Kream

Short Days and Long Nights Mixtape

(Self-released; 2011)

By Brian Riewer | 31 January 2012

Kream’s Short Days and Long Nights is nothing if not an example of the rap game’s excesses. Not of the showy sort that gets flack from listeners and haters alike, but of its sheer ubiquity: there’s so much rap music out there we don’t know what to do with all of it. Between label heads, rap blogs, mixtape dump sites, and the like, any hopes of comprehensively covering even a fraction of it all is a pipe dream. The naysaying perspective is that it’s easy to produce new music and thus the bloat of rap can be attributed to a lot of untalented artists who don’t necessitate critical consideration, which is true to a point; the more tenable is that ease of production lets good artists create truckloads of material in little time, leading to a loop of regurgitating tastemakers that prevent a lot of other similarly talented artists from being heard. So where it takes an artist like Destroyer sixteen years to release nine albums and three EPs, guys like Curren$y and Lil Wayne and crews Green Ova (and soon the A$AP Mob as well) can eclipse that amount of material in a year or two.

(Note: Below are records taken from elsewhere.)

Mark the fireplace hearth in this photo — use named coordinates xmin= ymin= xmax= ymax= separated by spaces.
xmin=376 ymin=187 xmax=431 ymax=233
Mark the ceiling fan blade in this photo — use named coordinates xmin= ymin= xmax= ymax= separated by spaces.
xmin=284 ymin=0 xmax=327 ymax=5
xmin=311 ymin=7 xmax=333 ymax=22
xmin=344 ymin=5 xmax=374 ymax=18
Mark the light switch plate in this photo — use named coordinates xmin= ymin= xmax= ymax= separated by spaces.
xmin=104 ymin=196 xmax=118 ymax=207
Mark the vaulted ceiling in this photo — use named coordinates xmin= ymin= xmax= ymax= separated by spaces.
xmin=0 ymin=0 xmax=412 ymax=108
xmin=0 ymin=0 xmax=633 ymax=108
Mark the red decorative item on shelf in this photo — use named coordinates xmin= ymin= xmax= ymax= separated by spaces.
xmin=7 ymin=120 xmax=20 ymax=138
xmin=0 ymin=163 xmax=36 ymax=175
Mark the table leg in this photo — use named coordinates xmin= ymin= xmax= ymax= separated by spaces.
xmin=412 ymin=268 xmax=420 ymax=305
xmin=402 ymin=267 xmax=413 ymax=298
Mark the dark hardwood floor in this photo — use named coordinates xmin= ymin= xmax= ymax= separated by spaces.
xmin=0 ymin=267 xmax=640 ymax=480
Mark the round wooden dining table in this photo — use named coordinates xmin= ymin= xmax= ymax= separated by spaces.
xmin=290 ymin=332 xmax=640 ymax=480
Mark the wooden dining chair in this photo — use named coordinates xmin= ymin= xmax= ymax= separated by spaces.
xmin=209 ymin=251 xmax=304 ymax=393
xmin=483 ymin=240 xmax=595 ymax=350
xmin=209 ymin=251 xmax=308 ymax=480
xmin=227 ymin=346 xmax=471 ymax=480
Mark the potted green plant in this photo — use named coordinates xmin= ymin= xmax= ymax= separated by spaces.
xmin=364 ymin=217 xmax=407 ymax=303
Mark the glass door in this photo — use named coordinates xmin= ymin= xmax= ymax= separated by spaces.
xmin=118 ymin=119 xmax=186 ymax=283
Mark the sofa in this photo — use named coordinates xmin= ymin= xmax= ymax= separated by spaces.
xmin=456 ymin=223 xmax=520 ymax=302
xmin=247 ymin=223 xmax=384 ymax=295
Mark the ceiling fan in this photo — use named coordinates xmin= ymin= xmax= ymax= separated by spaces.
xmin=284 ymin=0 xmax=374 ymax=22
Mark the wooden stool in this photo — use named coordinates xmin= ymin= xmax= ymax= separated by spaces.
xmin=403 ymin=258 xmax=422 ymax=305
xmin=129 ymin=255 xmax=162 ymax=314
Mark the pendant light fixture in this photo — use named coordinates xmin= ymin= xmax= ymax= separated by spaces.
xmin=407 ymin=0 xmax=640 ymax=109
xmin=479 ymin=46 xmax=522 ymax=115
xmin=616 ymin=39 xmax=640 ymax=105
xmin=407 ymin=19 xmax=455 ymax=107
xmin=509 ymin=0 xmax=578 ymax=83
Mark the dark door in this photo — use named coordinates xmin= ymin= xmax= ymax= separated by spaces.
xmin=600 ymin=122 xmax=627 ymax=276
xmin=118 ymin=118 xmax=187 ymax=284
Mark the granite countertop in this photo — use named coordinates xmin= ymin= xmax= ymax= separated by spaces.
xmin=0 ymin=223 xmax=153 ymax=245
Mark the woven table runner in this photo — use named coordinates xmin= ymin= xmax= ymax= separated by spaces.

As our model of the theory on rap’s bottomless pit of substantive contributors, Kream is about as unsung an artist as you can find. Any combination of Google searches for reviews of or reactions to this mixtape turns up little to nothing. If Last.fm’s charts are to be believed (obviously they’re not), I might be the only person to have listened to this. DatPiff offers the most info, but at the same time is the only place providing anything useful about this tape. Even at that, though, the results are pretty underwhelming: 21,000 views, 9,000 streams, 3,000 downloads. For perspective, in about the same amount of time A$AP Rocky has charted 336K/173K/159K for LIVELOVEA$AP (2011), while Rick Ross has surpassed half a million in each category since the release of Rich Forever on January 6.

At the same time, the qualitative drop off from either of those two tapes to SD&LN is not as far as it would appear, and certainly not as Grand Canyon-esque as their relative popularity might suggest. Kream isn’t quite flawless as a lyricist, but he’s good enough that it’s more of a fly in the ointment when a poor or bland metaphor eventually rears its head rather than the harem of gnats that the wordplay of some of his peers can seem: small, annoying, monochromatic, directionless. The disappointment with a bleh closing line like “I’m goin’ in, I’m goin’ in / Penetration, ya dig?” on “Go Hard,” for example, is not so much about the line by itself, but that it manages to undermine the rest of his two fantastic, endlessly quotable verses: “I go hard or home and I’m never at the crib / Your girl call me ‘daddy’ but I’m never with your kids”; “I’m making all this money and these haters wonder why / I’m taking all the honeys, I’m a different kind of fly”; etc. Or when he drops the line so nice he used it twice, closing the first verse of “We On” and then opening the next track “Germany” with, “You think you know me you don’t even know my last name / I paint a perfect picture, nigga, with a glass frame,” it’s less the line itself than how distractingly apparent it is, how it sullies the stanzas he surrounds each instance of it with.

Thankfully, his few amateurish or boneheaded mistakes often get brushed under the rug by the surprisingly fantastic production that accompanies him throughout this album. Taken from a mixed bag of producers, the tone of the mixtape curbs toward the murky, lean-sipping moods of southern hip-hop, its snap and pop alongside bombastic instrumentation giving Kream a suitable pairing. The best example is “I Doo It,” the echoing bass tones coalescing with a skittish cache of clicking percussion, leaving Kream and guest Bia to go as hard as their hearts’ desire. “High (Intro)” proves the beat and Kream’s sing-rap flow to be perfect counterparts, the swooning vocal sample allowing Kream to show off pipes that aren’t quite impressive but are still functional. And “Everything New” is stunningly similar to Rocky’s “Brand New Guy,” both hard-edged numbers about having new shit, both featuring a scene-stealing up-and-comer guest spot, and both being the cream (heh) of their respective mixtapes.

And though that similarity is more likely an absurd coincidence—Rocky’s tape came out a mere month before Kream’s, hardly enough time to replicate a song in that fashion—it still points out Kream’s weakness in personality, his lack of idiosyncratic identifiers, at points making this sound more like an homage—starting with his copping of Wiz Khalifa’s giggle—than an attempt at artistic pioneering. Still, though, the artists he apes are artists we nevertheless love, and as far as debut mixtapes go one can do worse than mimic some of the most critically acclaimed, fast rising auteurs in the rap game. Perhaps Kream will stick out his neck a little more and offer something more specifically Kream-centric on mixtape #2 (or, if he’s lucky enough, album #1), but for now this is hardly anything to scoff at.